Overall l think there was space for about four people there - in the picture my pal Warbeck (centre) is also comfortably seated as you can see, while Chris Tyler who took the pic evidently felt happy enough. Kevin Sutton of Skye MRT who was leading had already started up the second pitch. The guide on the right - unconnected to us - had two clients who were still a little below at this stage as I recall - the three of them followed us up the second pitch (and then skirted the actual summit on a ledge below the main one, thus not really getting close to the summit block). So there's definitely a fair bit of space on that halfway stance, as various people have said - although a nervous second such as me is always likely to be feeling a bit uncomfortable there in terms of what's still to come, particularly the eventual ab.

Solaris on 13 Jan 2018
In reply to MG:

> I hope things can be eased a little for him on account of age.

Yup, by upgrading it a couple of grades ;)

I'd take him up the S ridge, taking a stance in the middle and, as others have said (not read whole thread), being careful with pro to protect him.

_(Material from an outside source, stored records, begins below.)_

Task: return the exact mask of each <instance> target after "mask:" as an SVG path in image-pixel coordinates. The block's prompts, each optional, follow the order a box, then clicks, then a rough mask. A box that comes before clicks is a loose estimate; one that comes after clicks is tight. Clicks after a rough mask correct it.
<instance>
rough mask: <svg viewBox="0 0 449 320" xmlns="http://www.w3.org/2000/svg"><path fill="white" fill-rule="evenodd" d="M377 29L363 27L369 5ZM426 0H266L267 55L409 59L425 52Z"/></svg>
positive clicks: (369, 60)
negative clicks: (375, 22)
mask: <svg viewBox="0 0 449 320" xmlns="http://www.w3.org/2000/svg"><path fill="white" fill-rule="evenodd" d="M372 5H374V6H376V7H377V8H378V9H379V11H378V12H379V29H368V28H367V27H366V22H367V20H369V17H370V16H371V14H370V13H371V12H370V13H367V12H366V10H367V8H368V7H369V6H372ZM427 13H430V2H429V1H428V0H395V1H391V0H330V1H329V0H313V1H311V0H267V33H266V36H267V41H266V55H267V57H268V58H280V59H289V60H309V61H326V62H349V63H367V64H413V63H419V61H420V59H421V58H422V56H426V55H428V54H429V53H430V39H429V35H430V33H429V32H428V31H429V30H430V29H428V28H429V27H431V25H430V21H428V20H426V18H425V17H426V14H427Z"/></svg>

And don't forget the hip flask for (modest) celebrations on the summit. Nice route to take a beginner up. Have fun.

 

Michael Gordon - on 14 Jan 2018
In reply to Trangia:

> Do you think it is still reasonable proposition  for an experienced scrambler as a second?

Definitely. Being a Mod, it's a reasonable proposition for an experienced scrambler to solo! (though some rope skills are of course required for the abseil). So unless age is making things much harder for them now, they should really have no bother at all seconding.

Edit: Ah, I see you mean the west side. Hmmm, hard to say then really (depends on ability).

Post edited at 09:06
jon on 14 Jan 2018
In reply to MG:

I thought the East Ridge was the best climb of its standard I've ever done - anywhere. We'd approached via that great trilogy on Sron na Ciche and the Coire Lagan horseshoe. I remember thinking as we walked along the ridge, that I must be mistaken, that it couldn't possibly be mod... But it was, and  it was just the icing on the cake of a brilliant day. I'd imagine your friend might be intimidated by it at first sight but once on it would find it just as enjoyable as we did. As someone said above, a practice climb or two wouldn't go amiss, though.

 

Michael Gordon - on 14 Jan 2018
In reply to jon:

> I thought the East Ridge was the best climb of its standard I've ever done - anywhere. 

Agreed. And King's Chimney has got to be one of the very best Diff pitches around.